As high winds pick up in southeast Michigan due to the reach of Hurricane Sandy, so will the likelihood for power outages and other wind-related issues.
More: What will Hurricane Sandy mean for Michigan weather this week?
The National Weather Service issued a wind advisory Monday morning for all of southern Michigan, including Midland, Bay, Lenawee, Saginaw, Tuscola, Shiawassee, Genesee, Lapeer, Livingston, Oakland, Macomb, Washtenaw and Wayne counties. The advisory is in effect until 5 p.m. Tuesday.
Winds are expected to reach speeds of up to 50 miles per hour, and could cause hazardous situations—including power outages, downed tree branches, and difficulty driving, especially on east-west roads.
DTE Energy spokesman John Austerberry said that the Michigan-based gas and electric company has not seen any big outages yet, but that they're anticipating them.
"We haven't seen any significant outages so far, but our meteorologist is predicting wind gusts as high as 50 miles per hour," Austerberry said. "There is the likelihood that we will see some power outages as the wind starts to approach that level."
The most common cause of wind-related outages, he added, was downed tree limbs.
DTE has released around 100 contract line crews to assist with expected major outages on the east coast as Sandy hits. However, DTE's own crews will be staying in Michigan.

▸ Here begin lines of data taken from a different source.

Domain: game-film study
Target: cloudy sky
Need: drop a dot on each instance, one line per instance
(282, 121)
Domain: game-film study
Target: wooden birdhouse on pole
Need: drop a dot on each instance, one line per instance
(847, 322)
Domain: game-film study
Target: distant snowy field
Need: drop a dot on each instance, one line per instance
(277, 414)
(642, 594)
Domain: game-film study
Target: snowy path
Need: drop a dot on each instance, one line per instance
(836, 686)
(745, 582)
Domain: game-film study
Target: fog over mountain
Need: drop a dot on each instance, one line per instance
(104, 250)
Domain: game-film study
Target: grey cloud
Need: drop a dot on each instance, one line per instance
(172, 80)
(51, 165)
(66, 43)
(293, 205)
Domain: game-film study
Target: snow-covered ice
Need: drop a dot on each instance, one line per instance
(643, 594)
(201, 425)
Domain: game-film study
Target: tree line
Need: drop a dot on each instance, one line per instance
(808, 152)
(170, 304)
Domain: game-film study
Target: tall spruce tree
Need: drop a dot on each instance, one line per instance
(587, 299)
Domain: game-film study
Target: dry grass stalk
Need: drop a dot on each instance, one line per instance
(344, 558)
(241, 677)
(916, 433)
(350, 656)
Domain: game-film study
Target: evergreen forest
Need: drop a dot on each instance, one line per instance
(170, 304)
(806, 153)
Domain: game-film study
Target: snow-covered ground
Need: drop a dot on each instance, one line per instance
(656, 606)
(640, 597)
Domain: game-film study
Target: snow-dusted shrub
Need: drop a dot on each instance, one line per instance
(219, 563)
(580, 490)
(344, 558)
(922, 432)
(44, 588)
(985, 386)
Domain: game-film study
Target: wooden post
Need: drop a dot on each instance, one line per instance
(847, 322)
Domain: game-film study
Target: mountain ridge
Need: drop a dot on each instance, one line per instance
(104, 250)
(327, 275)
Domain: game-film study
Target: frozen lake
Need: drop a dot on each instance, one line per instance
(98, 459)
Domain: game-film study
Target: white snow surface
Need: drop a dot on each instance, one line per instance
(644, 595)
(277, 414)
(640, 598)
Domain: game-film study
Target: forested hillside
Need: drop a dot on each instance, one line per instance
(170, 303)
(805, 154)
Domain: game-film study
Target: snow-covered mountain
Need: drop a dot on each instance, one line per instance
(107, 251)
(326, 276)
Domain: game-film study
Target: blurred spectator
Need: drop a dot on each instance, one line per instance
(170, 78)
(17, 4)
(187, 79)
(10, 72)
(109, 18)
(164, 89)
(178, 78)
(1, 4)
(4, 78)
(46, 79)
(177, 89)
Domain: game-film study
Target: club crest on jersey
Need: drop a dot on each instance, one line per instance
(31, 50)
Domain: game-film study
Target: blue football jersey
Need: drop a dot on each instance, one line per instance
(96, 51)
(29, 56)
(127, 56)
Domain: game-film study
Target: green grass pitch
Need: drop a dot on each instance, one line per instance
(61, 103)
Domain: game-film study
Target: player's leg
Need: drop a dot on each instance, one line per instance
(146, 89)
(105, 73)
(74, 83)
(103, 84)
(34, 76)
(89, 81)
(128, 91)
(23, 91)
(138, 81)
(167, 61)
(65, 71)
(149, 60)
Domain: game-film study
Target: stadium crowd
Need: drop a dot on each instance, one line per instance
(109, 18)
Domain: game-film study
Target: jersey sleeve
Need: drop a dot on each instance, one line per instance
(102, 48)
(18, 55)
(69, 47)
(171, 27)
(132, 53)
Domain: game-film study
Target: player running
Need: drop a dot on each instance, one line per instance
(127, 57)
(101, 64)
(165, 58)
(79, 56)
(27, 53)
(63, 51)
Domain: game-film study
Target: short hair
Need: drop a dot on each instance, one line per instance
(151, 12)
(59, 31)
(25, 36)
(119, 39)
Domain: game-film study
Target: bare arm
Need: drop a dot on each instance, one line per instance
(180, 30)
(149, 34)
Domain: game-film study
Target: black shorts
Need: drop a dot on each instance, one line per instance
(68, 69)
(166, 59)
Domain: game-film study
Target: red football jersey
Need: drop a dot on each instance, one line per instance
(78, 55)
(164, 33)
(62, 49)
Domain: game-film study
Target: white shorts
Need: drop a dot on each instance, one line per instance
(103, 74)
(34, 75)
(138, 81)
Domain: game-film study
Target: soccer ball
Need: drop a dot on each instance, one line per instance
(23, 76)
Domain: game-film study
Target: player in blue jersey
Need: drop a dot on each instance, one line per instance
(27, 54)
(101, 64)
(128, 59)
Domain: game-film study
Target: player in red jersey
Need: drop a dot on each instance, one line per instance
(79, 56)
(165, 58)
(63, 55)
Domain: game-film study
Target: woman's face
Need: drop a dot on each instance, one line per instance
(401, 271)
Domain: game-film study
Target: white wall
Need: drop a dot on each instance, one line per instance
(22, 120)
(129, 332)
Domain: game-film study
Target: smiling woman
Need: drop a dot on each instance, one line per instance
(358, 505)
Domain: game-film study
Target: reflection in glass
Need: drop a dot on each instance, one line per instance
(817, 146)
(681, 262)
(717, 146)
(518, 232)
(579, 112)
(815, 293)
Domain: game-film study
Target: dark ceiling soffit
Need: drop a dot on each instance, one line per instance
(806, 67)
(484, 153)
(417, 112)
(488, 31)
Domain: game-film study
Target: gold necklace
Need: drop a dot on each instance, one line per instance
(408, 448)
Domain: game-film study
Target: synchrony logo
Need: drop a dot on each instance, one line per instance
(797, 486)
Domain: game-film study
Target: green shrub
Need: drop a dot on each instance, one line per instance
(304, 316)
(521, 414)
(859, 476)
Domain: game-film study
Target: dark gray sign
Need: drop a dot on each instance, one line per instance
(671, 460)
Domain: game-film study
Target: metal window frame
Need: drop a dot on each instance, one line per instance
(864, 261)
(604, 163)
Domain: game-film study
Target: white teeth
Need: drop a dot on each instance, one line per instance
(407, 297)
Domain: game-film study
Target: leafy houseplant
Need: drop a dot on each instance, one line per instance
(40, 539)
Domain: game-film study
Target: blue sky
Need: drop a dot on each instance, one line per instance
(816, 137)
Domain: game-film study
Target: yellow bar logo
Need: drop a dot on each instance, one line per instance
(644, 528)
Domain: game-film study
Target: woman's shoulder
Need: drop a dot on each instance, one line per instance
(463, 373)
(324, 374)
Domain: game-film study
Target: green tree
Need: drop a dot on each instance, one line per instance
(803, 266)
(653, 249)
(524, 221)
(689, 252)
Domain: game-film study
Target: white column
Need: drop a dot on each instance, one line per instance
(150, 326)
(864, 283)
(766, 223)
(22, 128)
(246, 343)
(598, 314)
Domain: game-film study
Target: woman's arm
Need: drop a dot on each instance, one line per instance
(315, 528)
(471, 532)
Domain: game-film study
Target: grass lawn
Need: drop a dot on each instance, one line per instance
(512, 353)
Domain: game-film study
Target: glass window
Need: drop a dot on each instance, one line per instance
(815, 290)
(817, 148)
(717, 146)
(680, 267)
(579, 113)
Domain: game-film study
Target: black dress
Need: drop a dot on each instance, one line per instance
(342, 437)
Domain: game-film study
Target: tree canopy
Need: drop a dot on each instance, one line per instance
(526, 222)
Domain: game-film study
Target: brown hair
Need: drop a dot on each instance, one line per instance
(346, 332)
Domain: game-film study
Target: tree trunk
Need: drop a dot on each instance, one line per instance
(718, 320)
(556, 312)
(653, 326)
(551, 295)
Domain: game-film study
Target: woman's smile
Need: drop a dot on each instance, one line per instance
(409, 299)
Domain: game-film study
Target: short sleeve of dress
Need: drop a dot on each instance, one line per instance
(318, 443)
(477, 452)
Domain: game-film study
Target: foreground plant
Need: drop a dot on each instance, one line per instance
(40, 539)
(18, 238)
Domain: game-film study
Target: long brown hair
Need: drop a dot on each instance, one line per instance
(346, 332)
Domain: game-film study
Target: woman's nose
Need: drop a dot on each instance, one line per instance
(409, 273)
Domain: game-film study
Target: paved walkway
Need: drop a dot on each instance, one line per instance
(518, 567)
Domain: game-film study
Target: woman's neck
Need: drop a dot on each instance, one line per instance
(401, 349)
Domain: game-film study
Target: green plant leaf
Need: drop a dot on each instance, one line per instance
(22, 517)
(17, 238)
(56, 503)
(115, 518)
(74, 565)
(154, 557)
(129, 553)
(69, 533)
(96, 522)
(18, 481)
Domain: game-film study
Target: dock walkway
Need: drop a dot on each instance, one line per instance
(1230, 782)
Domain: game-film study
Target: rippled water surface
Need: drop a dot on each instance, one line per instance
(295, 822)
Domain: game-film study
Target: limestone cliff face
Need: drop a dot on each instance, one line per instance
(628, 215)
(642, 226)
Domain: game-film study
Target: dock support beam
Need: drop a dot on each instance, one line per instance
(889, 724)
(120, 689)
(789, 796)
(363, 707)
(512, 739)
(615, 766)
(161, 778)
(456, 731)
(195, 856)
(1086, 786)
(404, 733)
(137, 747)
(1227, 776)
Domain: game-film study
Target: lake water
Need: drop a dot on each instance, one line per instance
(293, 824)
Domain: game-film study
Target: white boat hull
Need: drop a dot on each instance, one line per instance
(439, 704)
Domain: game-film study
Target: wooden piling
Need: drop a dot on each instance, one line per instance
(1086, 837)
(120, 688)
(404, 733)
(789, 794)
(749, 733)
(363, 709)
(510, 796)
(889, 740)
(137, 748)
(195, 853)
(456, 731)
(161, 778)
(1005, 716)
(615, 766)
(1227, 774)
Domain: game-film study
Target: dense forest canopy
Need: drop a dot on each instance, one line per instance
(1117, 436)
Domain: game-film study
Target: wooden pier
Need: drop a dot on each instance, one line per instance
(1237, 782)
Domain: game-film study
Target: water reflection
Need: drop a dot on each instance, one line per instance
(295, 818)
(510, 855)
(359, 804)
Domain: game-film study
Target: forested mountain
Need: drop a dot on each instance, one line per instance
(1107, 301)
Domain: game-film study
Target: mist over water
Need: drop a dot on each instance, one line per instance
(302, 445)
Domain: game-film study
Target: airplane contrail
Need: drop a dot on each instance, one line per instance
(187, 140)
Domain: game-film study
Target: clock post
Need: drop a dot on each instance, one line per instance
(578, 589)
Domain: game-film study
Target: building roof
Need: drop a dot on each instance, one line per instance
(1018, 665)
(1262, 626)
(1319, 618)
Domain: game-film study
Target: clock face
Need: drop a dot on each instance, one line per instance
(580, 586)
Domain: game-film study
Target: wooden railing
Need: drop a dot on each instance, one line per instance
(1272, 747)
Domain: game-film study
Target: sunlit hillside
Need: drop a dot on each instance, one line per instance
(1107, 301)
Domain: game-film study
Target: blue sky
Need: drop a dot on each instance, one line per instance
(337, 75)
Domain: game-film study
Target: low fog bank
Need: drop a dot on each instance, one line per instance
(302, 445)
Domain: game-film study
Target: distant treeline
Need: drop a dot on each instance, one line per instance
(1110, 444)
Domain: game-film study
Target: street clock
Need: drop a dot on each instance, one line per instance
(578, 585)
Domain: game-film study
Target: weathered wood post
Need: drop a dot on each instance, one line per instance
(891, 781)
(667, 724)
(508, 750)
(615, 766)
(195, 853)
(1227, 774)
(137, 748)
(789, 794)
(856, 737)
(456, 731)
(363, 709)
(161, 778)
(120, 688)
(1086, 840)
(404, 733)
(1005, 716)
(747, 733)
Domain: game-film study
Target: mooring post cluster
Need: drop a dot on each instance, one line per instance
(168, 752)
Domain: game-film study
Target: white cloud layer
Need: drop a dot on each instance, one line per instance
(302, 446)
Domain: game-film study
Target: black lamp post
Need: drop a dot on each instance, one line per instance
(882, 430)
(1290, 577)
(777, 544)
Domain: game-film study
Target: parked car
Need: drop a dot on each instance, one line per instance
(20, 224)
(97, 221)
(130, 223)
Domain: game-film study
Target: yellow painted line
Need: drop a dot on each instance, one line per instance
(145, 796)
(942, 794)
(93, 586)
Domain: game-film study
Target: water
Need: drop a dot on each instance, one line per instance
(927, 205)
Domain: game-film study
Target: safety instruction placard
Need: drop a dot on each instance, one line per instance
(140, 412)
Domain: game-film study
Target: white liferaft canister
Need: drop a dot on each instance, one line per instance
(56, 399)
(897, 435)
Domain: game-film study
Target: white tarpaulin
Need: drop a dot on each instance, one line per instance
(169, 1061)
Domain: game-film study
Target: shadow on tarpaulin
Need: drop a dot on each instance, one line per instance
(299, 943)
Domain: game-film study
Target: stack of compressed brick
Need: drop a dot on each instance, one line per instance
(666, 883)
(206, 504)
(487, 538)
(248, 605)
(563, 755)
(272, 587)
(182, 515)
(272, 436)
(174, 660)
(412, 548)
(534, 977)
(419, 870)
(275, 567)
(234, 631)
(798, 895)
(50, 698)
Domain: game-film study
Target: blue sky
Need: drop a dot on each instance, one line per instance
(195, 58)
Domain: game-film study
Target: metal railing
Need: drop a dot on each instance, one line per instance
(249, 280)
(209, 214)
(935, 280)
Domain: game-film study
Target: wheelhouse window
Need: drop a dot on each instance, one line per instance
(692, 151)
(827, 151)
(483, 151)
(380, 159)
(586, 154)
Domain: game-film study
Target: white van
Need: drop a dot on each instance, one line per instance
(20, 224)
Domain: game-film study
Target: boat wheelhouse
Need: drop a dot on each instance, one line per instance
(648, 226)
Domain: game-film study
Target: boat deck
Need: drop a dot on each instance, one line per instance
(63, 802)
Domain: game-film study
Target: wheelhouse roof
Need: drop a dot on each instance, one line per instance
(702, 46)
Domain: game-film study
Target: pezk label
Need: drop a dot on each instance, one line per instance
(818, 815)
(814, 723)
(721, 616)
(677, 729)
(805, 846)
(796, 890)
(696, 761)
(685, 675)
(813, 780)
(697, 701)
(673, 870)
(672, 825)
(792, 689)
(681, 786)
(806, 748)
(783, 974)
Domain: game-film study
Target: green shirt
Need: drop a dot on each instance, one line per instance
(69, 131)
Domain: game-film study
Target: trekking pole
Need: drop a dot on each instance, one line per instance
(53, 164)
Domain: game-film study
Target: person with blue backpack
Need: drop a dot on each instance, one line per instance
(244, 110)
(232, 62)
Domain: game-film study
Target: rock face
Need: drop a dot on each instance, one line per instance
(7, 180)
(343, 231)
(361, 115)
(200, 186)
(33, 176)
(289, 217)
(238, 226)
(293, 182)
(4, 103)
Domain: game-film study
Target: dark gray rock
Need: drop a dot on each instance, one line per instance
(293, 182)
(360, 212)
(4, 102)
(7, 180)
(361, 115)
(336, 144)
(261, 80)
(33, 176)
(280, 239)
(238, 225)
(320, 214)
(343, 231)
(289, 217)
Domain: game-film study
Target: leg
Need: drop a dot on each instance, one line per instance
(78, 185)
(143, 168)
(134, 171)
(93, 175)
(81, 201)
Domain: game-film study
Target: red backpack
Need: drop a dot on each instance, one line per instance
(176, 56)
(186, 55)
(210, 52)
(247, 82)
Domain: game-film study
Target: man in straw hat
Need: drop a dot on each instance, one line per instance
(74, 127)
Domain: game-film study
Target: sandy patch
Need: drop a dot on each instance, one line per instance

"We have not sent any of our own crews because we want to see what happens with the weather here," Austerberry said.
To prepare for high winds, Michigan residents are encouraged to use precaution while driving—especially high-profile vehicles. Additionally, residents are encouraged to move trash cans, lawn furniture, Halloween decorations and other outdoor items into their garage or home.